Even though she has a lot of Olivia in her—and made a fantastic Olivia for Halloween—for all her captivating charm and rule-the-roost-ishness, she’s not the leader quite like Olivia (and didn’t jump the shark to ruin Venice, c’mon now). She is a lot more Lola, aspiring toward those brothers of hers—and sometimes messing up. And often, she inadvertently teaches them a heaping dollop more than they bargained for about the cultivation of patience (us, too, for that matter).
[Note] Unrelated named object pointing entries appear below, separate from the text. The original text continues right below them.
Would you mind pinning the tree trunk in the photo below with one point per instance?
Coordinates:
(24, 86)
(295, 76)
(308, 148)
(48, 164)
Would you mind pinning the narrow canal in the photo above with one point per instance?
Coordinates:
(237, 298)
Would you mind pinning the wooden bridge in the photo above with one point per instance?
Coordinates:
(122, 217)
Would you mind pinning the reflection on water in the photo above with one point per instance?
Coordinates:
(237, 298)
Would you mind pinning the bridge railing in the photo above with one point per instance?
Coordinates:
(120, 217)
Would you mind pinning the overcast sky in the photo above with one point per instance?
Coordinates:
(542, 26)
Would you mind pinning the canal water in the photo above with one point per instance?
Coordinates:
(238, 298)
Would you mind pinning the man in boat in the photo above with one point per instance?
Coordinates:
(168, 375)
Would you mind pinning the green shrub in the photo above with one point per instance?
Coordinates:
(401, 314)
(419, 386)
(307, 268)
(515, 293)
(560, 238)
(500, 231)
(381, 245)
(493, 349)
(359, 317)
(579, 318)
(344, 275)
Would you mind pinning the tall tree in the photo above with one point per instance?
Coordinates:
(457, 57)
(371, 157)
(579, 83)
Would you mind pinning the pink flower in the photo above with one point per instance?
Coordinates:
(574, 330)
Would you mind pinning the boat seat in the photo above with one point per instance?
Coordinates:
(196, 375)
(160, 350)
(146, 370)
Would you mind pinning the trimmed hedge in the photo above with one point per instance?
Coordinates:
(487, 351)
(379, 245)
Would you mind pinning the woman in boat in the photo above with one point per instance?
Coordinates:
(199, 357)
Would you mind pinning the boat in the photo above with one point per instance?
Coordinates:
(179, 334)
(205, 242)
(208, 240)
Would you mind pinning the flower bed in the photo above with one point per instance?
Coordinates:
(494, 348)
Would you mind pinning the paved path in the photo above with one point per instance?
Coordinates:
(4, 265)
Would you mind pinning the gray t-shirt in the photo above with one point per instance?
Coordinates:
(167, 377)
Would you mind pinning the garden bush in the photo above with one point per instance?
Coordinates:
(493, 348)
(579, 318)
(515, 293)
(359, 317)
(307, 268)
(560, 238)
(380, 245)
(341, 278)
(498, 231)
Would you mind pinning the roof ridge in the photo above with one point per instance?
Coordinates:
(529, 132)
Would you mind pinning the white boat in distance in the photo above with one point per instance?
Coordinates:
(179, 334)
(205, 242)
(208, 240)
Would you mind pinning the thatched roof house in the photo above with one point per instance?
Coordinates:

No question, she’s a three-year-old with enough personality to anchor many stories.
Anyway, while Lola was visiting our collective brain space today, I read my friend Gina’s little essay about acquiring a typewriter. She was drawn to this old-fashioned—even newsworthy in its being rendered obsolete currently—object, almost envisioning it as a vehicle for slowing her life down. Her husband was a bit… skeptical. The way her daughter related the object—typewriter—to beloved story (tiny hint, Moo) was total make-your-day material. It certainly made mine.
Her story reminded me of my own picture book crashing into real life tale from when I was four. I woke up with a stomachache. I announced, “I have appendicitis.” She did not believe me, but felt my feverish head and took me to the doctor. He confirmed that appendicitis was likely.
“How did you know?” my somewhat incredulous mother asked.
It was Madeline, of course! That Miss Clavel, she knew something was up.
When I retell the story, as I sometimes do, I like to call it a literary diagnosis.